Many factors determine whether something constitutes a good design or not. One aspect often overlooked is consistency—producing unwavering quality with a consistent visual language. And concerning architecture, that consistency can be found throughout the extensive portfolio of Fran Silvestre. His firm’s latest build comes in the form of a clean-cut, pure white dwelling in Spain’s southeastern coastal city of Valencia.
The project, named ÀTIC BLANC, seeks to reinterpret this type of housing approach, recovering the potential of disused roofs. “We like to think that each building takes away an open space from the city and gives it back on the roof.”
The central access of the house allows the programme to be organised in an orderly manner, where a continuous space is articulated for the kitchen, dining room, and living room. This space opens onto different terraces on both sides, favouring natural cross ventilation. The night area is located on the other side of the access. The axiality of the proposal appears in all of the rooms. It is enhanced by the arrangement of different elements, such as the linear lights on the ceiling or the fixed furniture.
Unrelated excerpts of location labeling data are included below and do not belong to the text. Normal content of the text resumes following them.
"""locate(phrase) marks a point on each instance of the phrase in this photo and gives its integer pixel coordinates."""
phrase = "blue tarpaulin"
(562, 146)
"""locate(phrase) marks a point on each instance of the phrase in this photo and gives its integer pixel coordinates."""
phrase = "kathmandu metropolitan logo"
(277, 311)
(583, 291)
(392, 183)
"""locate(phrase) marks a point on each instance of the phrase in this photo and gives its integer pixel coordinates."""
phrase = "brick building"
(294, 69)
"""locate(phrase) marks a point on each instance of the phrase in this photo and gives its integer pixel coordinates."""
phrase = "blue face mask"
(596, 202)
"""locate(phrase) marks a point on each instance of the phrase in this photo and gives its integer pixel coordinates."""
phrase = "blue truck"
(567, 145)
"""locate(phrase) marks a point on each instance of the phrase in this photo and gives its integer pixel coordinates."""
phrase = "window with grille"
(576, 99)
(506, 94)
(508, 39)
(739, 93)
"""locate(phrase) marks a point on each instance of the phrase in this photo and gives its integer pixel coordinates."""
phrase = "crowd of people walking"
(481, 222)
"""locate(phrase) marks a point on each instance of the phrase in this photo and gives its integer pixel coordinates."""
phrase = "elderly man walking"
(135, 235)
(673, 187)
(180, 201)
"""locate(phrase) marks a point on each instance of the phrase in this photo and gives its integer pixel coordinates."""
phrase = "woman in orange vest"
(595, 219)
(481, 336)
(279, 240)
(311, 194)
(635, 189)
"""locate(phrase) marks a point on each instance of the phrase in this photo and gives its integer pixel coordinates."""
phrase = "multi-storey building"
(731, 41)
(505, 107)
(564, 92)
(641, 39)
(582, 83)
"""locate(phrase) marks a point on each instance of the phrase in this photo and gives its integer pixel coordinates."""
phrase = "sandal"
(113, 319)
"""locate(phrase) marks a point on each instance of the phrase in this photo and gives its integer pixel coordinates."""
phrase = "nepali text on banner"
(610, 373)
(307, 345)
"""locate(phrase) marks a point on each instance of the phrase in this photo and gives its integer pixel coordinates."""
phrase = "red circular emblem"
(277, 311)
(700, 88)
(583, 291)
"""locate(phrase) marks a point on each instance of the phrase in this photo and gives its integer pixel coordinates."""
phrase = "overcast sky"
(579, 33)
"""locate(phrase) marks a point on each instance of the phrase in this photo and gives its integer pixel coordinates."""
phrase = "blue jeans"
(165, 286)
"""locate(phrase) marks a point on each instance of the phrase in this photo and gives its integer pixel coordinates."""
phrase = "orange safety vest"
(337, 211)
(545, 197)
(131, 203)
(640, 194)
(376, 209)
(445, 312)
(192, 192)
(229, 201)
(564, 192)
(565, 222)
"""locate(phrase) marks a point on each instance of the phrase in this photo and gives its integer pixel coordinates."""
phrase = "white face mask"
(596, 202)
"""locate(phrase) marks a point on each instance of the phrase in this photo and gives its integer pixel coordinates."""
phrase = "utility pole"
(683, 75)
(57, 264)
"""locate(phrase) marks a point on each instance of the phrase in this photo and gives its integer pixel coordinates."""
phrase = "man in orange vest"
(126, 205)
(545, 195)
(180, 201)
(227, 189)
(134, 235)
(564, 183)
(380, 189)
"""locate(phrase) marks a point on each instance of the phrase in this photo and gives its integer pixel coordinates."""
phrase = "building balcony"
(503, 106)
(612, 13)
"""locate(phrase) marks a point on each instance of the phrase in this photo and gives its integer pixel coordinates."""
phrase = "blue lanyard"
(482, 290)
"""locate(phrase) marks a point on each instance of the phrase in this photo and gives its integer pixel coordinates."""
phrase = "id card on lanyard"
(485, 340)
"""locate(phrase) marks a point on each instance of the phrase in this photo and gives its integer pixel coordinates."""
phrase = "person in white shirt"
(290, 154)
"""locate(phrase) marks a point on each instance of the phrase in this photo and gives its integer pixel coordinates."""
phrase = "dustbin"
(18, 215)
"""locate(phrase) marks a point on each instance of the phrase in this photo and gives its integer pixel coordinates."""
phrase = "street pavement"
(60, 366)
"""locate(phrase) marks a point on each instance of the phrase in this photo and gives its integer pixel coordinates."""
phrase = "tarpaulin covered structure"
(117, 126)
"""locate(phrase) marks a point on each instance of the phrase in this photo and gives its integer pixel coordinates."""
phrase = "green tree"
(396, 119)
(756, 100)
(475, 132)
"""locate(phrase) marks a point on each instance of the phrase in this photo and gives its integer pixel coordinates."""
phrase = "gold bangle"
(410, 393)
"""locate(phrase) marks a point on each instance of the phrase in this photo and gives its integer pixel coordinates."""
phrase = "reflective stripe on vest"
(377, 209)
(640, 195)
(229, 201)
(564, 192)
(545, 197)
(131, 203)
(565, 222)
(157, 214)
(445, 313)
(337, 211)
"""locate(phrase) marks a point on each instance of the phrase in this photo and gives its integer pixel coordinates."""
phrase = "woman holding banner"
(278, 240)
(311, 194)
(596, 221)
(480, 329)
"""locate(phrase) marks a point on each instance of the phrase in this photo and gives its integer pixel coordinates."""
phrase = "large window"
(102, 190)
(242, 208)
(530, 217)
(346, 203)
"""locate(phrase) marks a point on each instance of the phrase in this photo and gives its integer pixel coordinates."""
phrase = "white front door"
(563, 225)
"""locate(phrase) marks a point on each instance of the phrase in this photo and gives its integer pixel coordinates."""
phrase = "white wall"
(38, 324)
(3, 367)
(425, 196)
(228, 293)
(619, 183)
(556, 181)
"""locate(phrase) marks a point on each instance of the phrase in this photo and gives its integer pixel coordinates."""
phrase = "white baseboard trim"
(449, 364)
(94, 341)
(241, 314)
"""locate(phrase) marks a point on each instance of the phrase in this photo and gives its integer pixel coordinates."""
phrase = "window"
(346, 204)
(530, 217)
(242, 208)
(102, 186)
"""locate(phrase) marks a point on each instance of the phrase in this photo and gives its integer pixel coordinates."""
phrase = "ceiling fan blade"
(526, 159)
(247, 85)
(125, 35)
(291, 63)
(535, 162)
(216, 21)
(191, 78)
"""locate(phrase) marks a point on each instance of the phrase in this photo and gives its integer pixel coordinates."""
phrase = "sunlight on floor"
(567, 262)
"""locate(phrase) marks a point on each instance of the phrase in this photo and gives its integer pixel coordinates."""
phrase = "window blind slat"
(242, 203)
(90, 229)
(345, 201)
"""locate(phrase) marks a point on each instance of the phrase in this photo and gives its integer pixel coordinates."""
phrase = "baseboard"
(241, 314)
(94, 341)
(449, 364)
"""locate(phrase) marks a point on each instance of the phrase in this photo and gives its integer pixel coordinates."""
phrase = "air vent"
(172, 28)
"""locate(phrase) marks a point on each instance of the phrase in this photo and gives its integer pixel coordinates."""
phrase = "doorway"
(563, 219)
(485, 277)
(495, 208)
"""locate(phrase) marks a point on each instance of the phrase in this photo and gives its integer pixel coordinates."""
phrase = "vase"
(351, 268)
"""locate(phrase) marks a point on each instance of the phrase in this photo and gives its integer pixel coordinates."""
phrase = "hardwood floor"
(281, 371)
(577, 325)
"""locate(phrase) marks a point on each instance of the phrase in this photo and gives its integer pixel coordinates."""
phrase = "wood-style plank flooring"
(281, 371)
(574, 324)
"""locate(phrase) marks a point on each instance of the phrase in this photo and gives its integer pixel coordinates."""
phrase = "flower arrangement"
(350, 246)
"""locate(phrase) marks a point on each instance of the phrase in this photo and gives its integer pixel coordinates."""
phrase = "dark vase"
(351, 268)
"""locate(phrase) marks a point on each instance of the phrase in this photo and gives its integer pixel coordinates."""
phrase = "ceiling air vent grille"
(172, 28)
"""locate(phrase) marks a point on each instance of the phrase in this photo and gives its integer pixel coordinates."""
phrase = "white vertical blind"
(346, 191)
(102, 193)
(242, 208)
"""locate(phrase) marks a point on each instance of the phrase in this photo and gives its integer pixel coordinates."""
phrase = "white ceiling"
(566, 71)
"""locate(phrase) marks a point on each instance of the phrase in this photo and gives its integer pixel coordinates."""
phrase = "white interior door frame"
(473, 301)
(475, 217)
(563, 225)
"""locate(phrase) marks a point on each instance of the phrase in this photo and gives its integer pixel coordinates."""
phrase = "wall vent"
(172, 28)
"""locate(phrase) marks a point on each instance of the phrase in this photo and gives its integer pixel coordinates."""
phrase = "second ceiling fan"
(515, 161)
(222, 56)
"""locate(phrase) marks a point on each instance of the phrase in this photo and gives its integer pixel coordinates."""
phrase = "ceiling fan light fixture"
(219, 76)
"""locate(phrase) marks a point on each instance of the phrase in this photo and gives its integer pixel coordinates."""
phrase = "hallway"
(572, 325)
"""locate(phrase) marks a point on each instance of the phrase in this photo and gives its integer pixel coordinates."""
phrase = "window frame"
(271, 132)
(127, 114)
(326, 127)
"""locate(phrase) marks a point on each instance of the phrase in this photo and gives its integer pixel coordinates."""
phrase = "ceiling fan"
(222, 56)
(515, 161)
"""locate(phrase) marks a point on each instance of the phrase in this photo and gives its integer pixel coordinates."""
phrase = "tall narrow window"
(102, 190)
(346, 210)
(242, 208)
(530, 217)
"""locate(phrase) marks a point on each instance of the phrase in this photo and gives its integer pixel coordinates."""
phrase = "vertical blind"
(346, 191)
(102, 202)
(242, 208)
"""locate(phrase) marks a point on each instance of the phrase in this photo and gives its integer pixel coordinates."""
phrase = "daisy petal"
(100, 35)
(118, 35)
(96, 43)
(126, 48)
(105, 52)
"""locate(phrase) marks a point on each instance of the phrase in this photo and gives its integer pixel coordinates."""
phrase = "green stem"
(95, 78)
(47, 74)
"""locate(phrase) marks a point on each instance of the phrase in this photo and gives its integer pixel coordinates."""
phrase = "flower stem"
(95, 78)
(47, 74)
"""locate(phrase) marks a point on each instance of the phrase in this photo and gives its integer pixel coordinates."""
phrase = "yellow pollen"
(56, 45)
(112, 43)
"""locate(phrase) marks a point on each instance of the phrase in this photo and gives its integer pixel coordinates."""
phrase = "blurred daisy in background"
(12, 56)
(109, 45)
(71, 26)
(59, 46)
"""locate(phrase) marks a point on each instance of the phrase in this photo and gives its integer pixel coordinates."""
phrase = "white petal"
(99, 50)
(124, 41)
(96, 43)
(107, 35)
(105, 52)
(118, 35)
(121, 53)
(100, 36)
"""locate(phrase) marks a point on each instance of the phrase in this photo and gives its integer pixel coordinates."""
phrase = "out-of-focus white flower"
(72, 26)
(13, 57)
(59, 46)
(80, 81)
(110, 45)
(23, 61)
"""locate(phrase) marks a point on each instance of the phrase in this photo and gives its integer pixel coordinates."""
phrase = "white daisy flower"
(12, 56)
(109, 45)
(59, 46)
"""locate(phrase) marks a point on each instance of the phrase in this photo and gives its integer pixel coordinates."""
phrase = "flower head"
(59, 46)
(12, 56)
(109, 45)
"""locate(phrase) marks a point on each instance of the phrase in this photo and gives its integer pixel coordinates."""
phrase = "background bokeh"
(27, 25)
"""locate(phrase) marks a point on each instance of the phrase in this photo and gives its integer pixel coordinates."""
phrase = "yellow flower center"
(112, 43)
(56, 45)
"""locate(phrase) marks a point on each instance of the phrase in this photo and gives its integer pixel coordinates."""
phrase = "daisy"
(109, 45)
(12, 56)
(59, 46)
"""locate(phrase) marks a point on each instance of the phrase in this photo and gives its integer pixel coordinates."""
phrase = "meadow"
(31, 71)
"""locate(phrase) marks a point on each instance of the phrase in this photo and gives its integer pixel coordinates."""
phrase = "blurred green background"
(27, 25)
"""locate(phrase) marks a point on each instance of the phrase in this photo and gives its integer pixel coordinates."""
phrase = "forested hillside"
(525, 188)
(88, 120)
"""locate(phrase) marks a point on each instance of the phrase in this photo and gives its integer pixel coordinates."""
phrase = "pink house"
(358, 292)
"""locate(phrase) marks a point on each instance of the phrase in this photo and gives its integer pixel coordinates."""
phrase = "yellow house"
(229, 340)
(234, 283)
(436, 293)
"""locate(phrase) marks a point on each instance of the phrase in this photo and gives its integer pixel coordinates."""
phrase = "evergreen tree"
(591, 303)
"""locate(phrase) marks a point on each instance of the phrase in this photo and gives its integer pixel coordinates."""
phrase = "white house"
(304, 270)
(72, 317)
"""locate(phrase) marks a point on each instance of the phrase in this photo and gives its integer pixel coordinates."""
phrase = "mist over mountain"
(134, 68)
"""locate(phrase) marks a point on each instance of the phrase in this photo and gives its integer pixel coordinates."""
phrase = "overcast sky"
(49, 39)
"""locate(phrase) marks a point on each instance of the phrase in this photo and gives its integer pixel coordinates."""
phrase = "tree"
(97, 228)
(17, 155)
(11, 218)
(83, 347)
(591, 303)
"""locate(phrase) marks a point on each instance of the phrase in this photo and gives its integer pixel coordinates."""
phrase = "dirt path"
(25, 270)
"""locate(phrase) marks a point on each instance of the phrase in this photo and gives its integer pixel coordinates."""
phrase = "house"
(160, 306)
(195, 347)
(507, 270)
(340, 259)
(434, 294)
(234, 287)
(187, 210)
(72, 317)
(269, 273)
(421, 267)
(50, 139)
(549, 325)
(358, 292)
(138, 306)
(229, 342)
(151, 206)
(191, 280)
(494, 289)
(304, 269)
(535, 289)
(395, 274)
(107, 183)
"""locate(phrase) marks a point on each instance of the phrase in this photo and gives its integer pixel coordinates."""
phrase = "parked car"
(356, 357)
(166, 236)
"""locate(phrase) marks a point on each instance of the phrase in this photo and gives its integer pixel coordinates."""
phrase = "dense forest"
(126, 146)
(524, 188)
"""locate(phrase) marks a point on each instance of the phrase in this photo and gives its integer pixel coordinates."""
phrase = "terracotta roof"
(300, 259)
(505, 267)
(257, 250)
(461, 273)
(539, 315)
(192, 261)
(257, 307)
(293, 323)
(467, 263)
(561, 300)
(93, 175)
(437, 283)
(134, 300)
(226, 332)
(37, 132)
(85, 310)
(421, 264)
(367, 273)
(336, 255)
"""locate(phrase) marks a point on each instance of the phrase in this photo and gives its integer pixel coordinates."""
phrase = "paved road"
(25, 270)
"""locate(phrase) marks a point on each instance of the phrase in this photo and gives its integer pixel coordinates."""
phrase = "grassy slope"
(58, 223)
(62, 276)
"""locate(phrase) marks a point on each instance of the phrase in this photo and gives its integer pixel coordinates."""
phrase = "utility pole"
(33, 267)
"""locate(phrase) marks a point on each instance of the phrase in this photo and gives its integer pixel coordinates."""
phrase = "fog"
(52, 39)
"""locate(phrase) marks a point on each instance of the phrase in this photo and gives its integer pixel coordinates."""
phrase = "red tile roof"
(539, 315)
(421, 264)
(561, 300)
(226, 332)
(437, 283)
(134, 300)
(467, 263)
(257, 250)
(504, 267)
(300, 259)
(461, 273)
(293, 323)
The terrace is understood as a kind of atrium open to the sky, seeking the feeling of being in an isolated building from which to contemplate the city. Wouldn’t it be great to be able to live with the spatial quality and scale of a small village in the centre of cities? Senses of spaciousness and privacy are undoubtedly successful attributes of this project. But in typical Fran Silvestre fashion, the natural and soft artificial light bounces off the minimal white box interior, making this a genuinely tranquil rooftop residence.